From Collector: A Look Back at the 115th Congress
Activity during the last legislative session informs ACA International’s plan for future advocacy efforts.
1/4/2019 10:30 AM
With the recent conclusion of the 115th Congress, ACA International Vice President and Senior Counsel of Federal Advocacy Leah Dempsey provides an in-depth review of what Congress completed over the past two years, what it didn’t get done, and most importantly, where ACA should focus its advocacy efforts to better position the accounts receivable management industry in the 116th Congress in the December issue of Collector magazine.
Changes to the Dodd-Frank Act
The most significant package for the financial services industry signed into law in the 115th Congress was S. 2155, the Economic Growth, Regulatory Relief and Consumer Protection Act, which was seen as the first Dodd-Frank Act reform bill.
The House version of this bill, H.R. 10, the Financial CHOICE Act, included many provisions that would have benefited the accounts receivable management industry. However, the Senate version was much more narrowly tailored, focusing mostly on rifle-shot changes that benefited community banks and credit unions. This legislation, while not ultimately a robust overhaul of the Dodd-Frank Act, was an important step in making the first dent in changing problematic provisions in the law, and proving there is an appetite for bipartisan fixes in areas where it is necessary.
Notably absent from S. 2155 was any change to the structure of the Consumer Financial Protection Bureau. However, standalone legislation—the Consumer Financial Protection Bureau Accountability Act, S.387, the Consumer Financial Protection Board Act, S. 105, and The Financial Protection Safety Commission Act of 2018, H.R. 5266—included proposed changes to the leadership structure and funding process.
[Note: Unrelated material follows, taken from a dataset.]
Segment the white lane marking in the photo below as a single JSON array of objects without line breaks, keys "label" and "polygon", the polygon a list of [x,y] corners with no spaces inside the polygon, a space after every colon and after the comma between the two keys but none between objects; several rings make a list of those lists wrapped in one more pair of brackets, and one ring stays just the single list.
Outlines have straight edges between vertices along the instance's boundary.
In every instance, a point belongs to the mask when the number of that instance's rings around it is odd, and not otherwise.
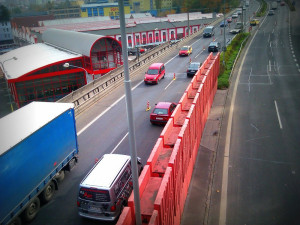
[{"label": "white lane marking", "polygon": [[298,63],[296,63],[296,66],[297,66],[297,67],[299,67],[299,64],[298,64]]},{"label": "white lane marking", "polygon": [[171,58],[168,62],[165,63],[167,65],[169,62],[171,62],[177,55],[175,55],[173,58]]},{"label": "white lane marking", "polygon": [[197,58],[199,55],[201,55],[202,52],[204,52],[204,50],[202,50],[198,55],[196,55],[195,58]]},{"label": "white lane marking", "polygon": [[110,152],[110,154],[113,154],[117,148],[119,147],[119,145],[124,141],[124,139],[128,136],[128,132],[125,134],[125,136],[121,139],[121,141],[119,141],[119,143],[116,145],[116,147]]},{"label": "white lane marking", "polygon": [[280,114],[279,114],[279,111],[278,111],[278,107],[277,107],[277,102],[276,102],[276,100],[274,100],[274,103],[275,103],[275,108],[276,108],[277,118],[278,118],[278,122],[279,122],[279,127],[280,127],[280,129],[282,129],[282,123],[281,123]]},{"label": "white lane marking", "polygon": [[171,80],[171,82],[167,85],[167,87],[165,87],[165,90],[167,90],[167,88],[172,84],[174,80]]},{"label": "white lane marking", "polygon": [[251,67],[251,70],[250,70],[250,74],[249,74],[249,77],[248,77],[248,89],[249,89],[249,92],[251,91],[251,83],[250,83],[250,79],[251,79],[251,74],[252,74],[252,67]]},{"label": "white lane marking", "polygon": [[268,42],[270,42],[271,34],[269,34]]},{"label": "white lane marking", "polygon": [[[136,89],[141,83],[144,81],[142,80],[137,85],[135,85],[131,90],[133,91]],[[125,98],[125,95],[122,95],[117,101],[115,101],[113,104],[111,104],[107,109],[105,109],[102,113],[100,113],[95,119],[93,119],[91,122],[89,122],[85,127],[83,127],[80,131],[77,132],[77,135],[79,136],[83,131],[85,131],[87,128],[89,128],[93,123],[95,123],[100,117],[102,117],[105,113],[107,113],[112,107],[114,107],[116,104],[118,104],[123,98]]]},{"label": "white lane marking", "polygon": [[271,72],[271,61],[269,60],[269,71]]},{"label": "white lane marking", "polygon": [[[262,23],[264,22],[264,20],[262,21]],[[253,40],[255,39],[256,34],[257,34],[257,32],[254,34],[252,40],[250,41],[250,44],[248,45],[248,47],[246,49],[245,55],[242,58],[241,65],[244,64],[244,61],[245,61],[246,55],[248,53],[249,47],[251,46]],[[240,80],[241,73],[242,73],[242,66],[240,66],[239,70],[238,70],[236,82],[235,82],[234,88],[233,88],[232,101],[231,101],[230,109],[229,109],[229,118],[228,118],[227,130],[226,130],[226,140],[225,140],[225,150],[224,150],[219,225],[225,225],[226,224],[229,149],[230,149],[230,139],[231,139],[231,129],[232,129],[232,121],[233,121],[234,104],[235,104],[237,87],[238,87],[238,83],[239,83],[238,81]]]}]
S. 387 amends the Consumer Financial Protection Act of 2010 to change the source of funding for the CFPB from Federal Reserve System transfers to annual appropriations. ACA supports this because it adds checks and balances and allows consumers, through their elected officials, to have a voice in the direction of the bureau. It also adds transparency and accountability to the single-director structure, which currently answers to no one. S. 105 and H.R. 5266 would appoint a five-person commission to lead the CFPB.
Another piece of legislation making changes to bureau practices is the GUIDE Compliance Act, H.R. 5534. This bill would require the CFPB director to issue guidance that is necessary or appropriate to enable the CFPB to carry out federal consumer financial law, including facilitating compliance with such law.
As the bureau prepares to release its proposed Fair Debt Collection Practices Act rule, this legislation would be helpful in ensuring that those coming into compliance with any new rules have proper guidance and resources from the CFPB.
This legislation is likely to be reintroduced in the 116th Congress. ACA will be working closely with any potential new sponsors and supporters.
TCPA and Robocall Legislation
TCPA and robocall legislation also continues to be a prevalent issue on Capitol Hill. During the 115th Congress, we also saw several pieces of legislation attempting to tackle the issue of an increase in illegal robocalls, Dempsey reports. Unfortunately, the rhetoric on this issue in Congress swept legitimate business communications under the same umbrella as illegal or unwanted telemarketing calls far too often.
This struggle to get support from 60 senators stymied a lot of good legislative efforts from moving forward in the 115th Congress, even with Republicans in both chambers of Congress. Additionally, as a result of the switch of administration when President Donald Trump came into office, the Senate also spent a considerable amount of time considering nominations.
As we look ahead, we are hopeful that Congress will spend more time rolling up its sleeves and digging into some of these important pieces of legislation. ACA will be working with our members to encourage them to do so as well as looking for new advocacy opportunities in the New Year.